Quick Reference Guide

When to Add an Index

✅ Column used in WHERE clause frequently ✅ Column used in JOIN conditions (foreign keys) ✅ Column used in ORDER BY ✅ Column with high cardinality (many unique values) ✅ Columns queried together (use composite index)
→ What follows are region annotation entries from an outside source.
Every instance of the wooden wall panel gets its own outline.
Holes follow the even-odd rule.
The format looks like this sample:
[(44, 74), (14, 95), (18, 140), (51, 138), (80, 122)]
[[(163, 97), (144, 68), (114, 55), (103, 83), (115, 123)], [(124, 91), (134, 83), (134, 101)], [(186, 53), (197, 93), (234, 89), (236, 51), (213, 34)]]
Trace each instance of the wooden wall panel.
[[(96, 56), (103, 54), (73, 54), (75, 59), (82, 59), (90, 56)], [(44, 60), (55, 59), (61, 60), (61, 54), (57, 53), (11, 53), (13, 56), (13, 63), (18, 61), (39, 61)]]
❌ Primary keys (automatically indexed) ❌ Low cardinality columns (booleans, small enums) ❌ Columns rarely queried ❌ Large text fields (use full-text index instead) ❌ Tables with heavy write workload and few reads

Index Types Cheat Sheet

Type Use Case Example
B-tree General purpose, default Most indexes
Hash Exact equality only Hash lookups
GIN/GiST Full-text search, JSON Document search
Covering Avoid table lookups Include extra columns
Partial Subset of rows WHERE active = true
Expression Functions in queries LOWER(email)

Index Size Guidelines

-- Check index sizes
-- PostgreSQL
SELECT
    indexname,
    pg_size_pretty(pg_relation_size(indexrelid)) as size
FROM pg_stat_user_indexes
ORDER BY pg_relation_size(indexrelid) DESC;

-- MySQL
SELECT
    table_name,
    index_name,
    ROUND(stat_value * @@innodb_page_size / 1024 / 1024, 2) as size_mb
FROM mysql.innodb_index_stats
WHERE stat_name = 'size'
ORDER BY stat_value DESC;

Rule of thumb:

  • Indexes should be 20-30% of table size
  • If indexes are larger than the table, you have too many

My Indexing Workflow

When I encounter a slow query:

  1. Measure: Use EXPLAIN to see execution plan
  2. Identify: Look for Seq Scan on large tables
  3. Analyze: What columns are in WHERE, JOIN, ORDER BY?
  4. Create: Add appropriate index
  5. Test: Run EXPLAIN again, verify Index Scan
  6. Benchmark: Measure actual query time improvement
  7. Monitor: Check index is actually being used in production
-- Example workflow
-- 1. Slow query identified
SELECT * FROM orders WHERE user_id = 12345 AND status = 'pending';
-- Time: 2,341ms

-- 2. Check execution plan
EXPLAIN SELECT * FROM orders WHERE user_id = 12345 AND status = 'pending';
-- Result: Seq Scan on orders (cost=0.00..25000.00)

-- 3. Add index
CREATE INDEX idx_orders_user_status ON orders(user_id, status);

-- 4. Verify with EXPLAIN
EXPLAIN SELECT * FROM orders WHERE user_id = 12345 AND status = 'pending';
-- Result: Index Scan using idx_orders_user_status (cost=0.42..8.44)

-- 5. Benchmark
SELECT * FROM orders WHERE user_id = 12345 AND status = 'pending';
-- Time: 4ms (585x improvement)

The Bottom Line

Indexes are the easiest way to make databases fast. One well-placed index can turn a 10-second query into a 10-millisecond query.

The key principles:

  • Index columns you filter, join, or sort by
  • Use EXPLAIN to identify slow queries
  • Don't over-index - every index slows down writes
  • Put selective columns first in composite indexes
  • Monitor and remove unused indexes

Start with these basics and you'll solve 90% of database performance problems. The remaining 10% requires query optimization, database tuning, and sometimes just better hardware.

But indexes first. They're the biggest win for the least effort.